2. Take a strategic approach to paying bills.
It might sound counter-intuitive but trying to pay bills as soon as they come in isn’t necessarily the best strategic approach to boosting cash flow. Focus instead on making payments based on priority of importance to the business (rent, payroll, etc.). When possible, stagger payments to avoid feeling pressure to pay everything at once.
Speaking of paying bills, the start of a new year marks a good occasion to renegotiate contracts with your vendors. Pin down just how much is regularly spent with these suppliers and then investigate what competing vendors might charge for the same types of products or services.
Suppliers who want to retain your business will usually be amenable to offering discounts or a flexible spending plan that allows you keep a healthy cash flow in place.
3. Encourage prompt payment from customers.
Having a steady flow of incoming revenue is essential to healthy cash flow. That’s where accounts receivables come in. The management accounting firm GrowthForce recommends several actions you can take, including:
- Request an initial deposit or partial payment at the beginning of a project with a new client.
- Alter your accounts receivable system so that clients receive your invoice immediately upon delivery of products or services, instead of invoicing for services rendered on a pre-specified day of the month.

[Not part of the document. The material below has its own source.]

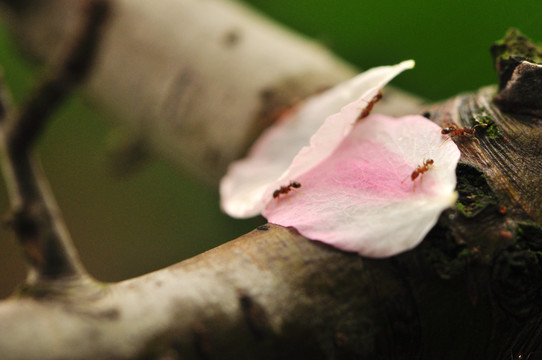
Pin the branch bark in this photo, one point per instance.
(186, 84)
(272, 294)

- Do a comprehensive evaluation of past due clients and take action to make the appropriate payments, even partially or in a staggered payment schedule.
Finally, do all you can to make customer payments easier to complete, as, for example, through mobile or electronic payment options.
4. Keep a close eye on inventory.
Products that sit in inventory for long periods of time represent a potentially significant drain on your company’s cash flow.
“Do you have slow-moving or obsolete inventory on hand?” asks Peter Wares, Owner at TAB Windsor-Essex, Chatham. “If you do, get rid of it! Sell it off at a discount. Otherwise, it will just sit there collecting dust.”
5. Do a better job of forecasting.
In many cases, companies have sufficient experience to engage in detailed financial forecasting for the year (or years) ahead. Scott Morris, Director at TAB East Auckland, offers these methods to make forecasting easier:
- Do it quarterly.
- Group accounts into categories.
- Trends are your friends — use rolling three months and rolling 12 months when possible.
- Measureactuals against forecasts each month to improve your forecasting skills.
- Work with a trusted advisor.
“If your forecast shows that your company is not generating cash for the business, you know it's time to take action on your expenses, working capital, or capital expenditure budgets,” adds Peter Santry, Owner at TAB Fairfield County, Connecticut.